Öğrenci milleti tepki verir. Akademi biraz da böyle bir yerdir. O yaşlarda bu türden hareketler bir tür varolma biçimidir.
Tadında bırakılırsa toplum da hoş görür...
Lakin ortada eylem yapmayı haklı çıkartacak bir durum yok.
Türkiye'de ve başka pek çok ülkede rektör dediğimiz makama gelecek kişi Cumhurbaşkanı ya da başka bir devlet erki tarafından atanır. Bu hep böyle olmuştur.
Rektör dediğimiz kişi öğrencilerin temsilcisi değildir, hiçbir zaman da olmamıştır. Olması de düşünülemez.

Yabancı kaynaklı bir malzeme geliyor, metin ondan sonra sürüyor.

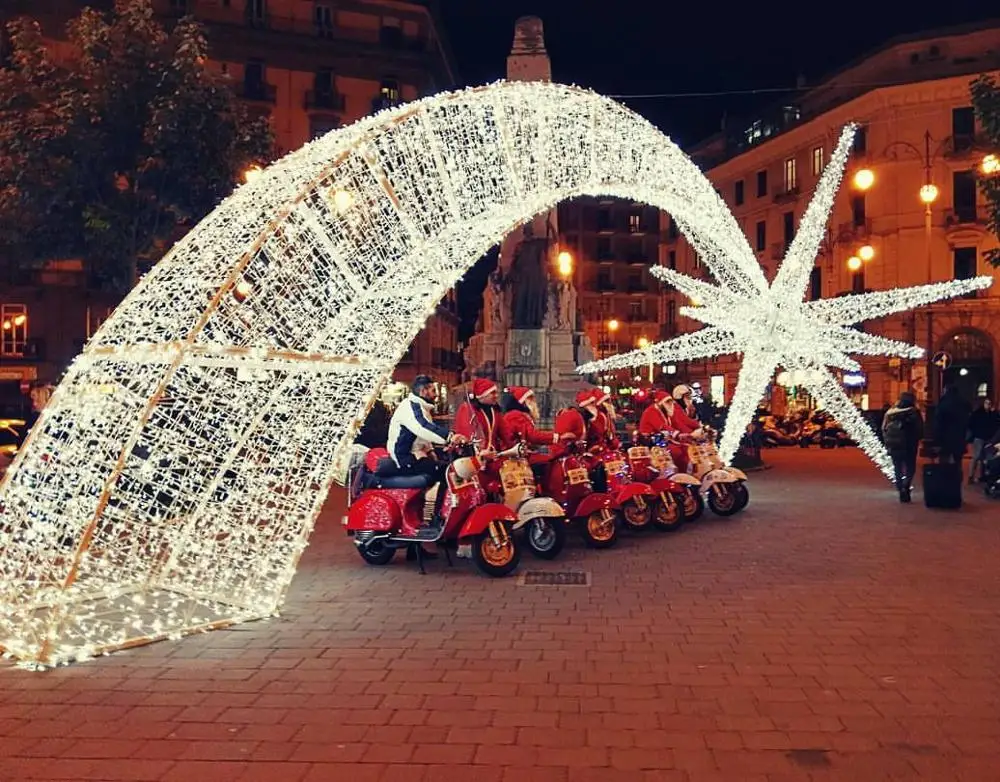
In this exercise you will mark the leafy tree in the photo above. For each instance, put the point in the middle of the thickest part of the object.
(108, 152)
(986, 100)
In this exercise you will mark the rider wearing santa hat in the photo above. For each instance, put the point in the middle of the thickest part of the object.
(602, 431)
(574, 422)
(481, 419)
(520, 416)
(666, 416)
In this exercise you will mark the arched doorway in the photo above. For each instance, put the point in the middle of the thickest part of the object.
(176, 474)
(971, 369)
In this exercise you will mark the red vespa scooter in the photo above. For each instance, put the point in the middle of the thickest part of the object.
(611, 472)
(566, 479)
(387, 514)
(671, 491)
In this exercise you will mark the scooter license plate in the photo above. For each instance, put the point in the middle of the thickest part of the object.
(614, 467)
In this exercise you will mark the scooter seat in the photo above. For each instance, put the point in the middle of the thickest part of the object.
(402, 481)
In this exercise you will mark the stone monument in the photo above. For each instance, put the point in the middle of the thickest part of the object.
(528, 333)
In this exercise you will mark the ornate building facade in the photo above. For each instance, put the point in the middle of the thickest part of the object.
(909, 212)
(311, 67)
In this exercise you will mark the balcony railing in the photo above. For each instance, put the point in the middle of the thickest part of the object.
(259, 92)
(322, 99)
(968, 215)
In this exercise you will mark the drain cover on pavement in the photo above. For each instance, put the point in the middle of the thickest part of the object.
(554, 578)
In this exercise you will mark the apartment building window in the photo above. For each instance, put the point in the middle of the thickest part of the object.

Boğaziçi rektörünü önceden öğrenciler seçiyordu da şimdi mi Cumhurbaşkanı atadı? Yok öyle bir şey.
"Her okulun bir geleneği varmışmış", öyle diyor Kılıçdaroğlu.
Neymiş Boğaziçi'nin geleneği?
Her üniversitede olduğu gibi Boğaziçi'nde de öğretim üyeleri arasında yapılan ilk oylama neticesine göre YÖK'ün yaptığı bir liste Cumhurbaşkanı'na gider o da bunlar arasından istediğini rektör tayin ederdi.
Bu sistem, öğretim üyeleri arasında gereksiz kamplaşmaya ve akademik verimliliği düşüren bir hizipleşmeye yol açıyordu.
Öğretim üyelerinin de ekserisinin müşteki olduğu bu saçmalığa son verildi.
Böylece belli kriterleri haiz adaylar arasından birini Cumhurbaşkanı'nın rektör atadığı yeni sisteme geçildi. Geçeli de epey oldu.
Bu şekilde 13 üniversiteye rektör atandı. Kimsenin sesi çıkmadı. Ama söz konusu Boğaziçi Üniversitesi olunca olay, bugün itibariyle "Mesele rektör değil sen daha anlamadın mı" noktasına kadar geldi.
Evvela rektör belirleme yönteminin demokratik olmadığı tezi, slogan atmaya elverişli olmaktan öte anlam taşımamaktadır, bunu başta belirtelim.
Buradan ekmek çıkmaz yani. Ha ne olur?
Biraz kavga gürültü, biraz deşarj olur birileri ve konu kapanır.
Bu arada öğrencilerin, atanan rektörle ilgili varsa itirazları, bunu iletebilecekleri bir çok kanal var, yazsınlar, söylesinler. Rektörü değiştirmek için CİMER'e dilekçe yazmak daha rasyonel ve sonuç alıcı bir yöntem olabilirdi.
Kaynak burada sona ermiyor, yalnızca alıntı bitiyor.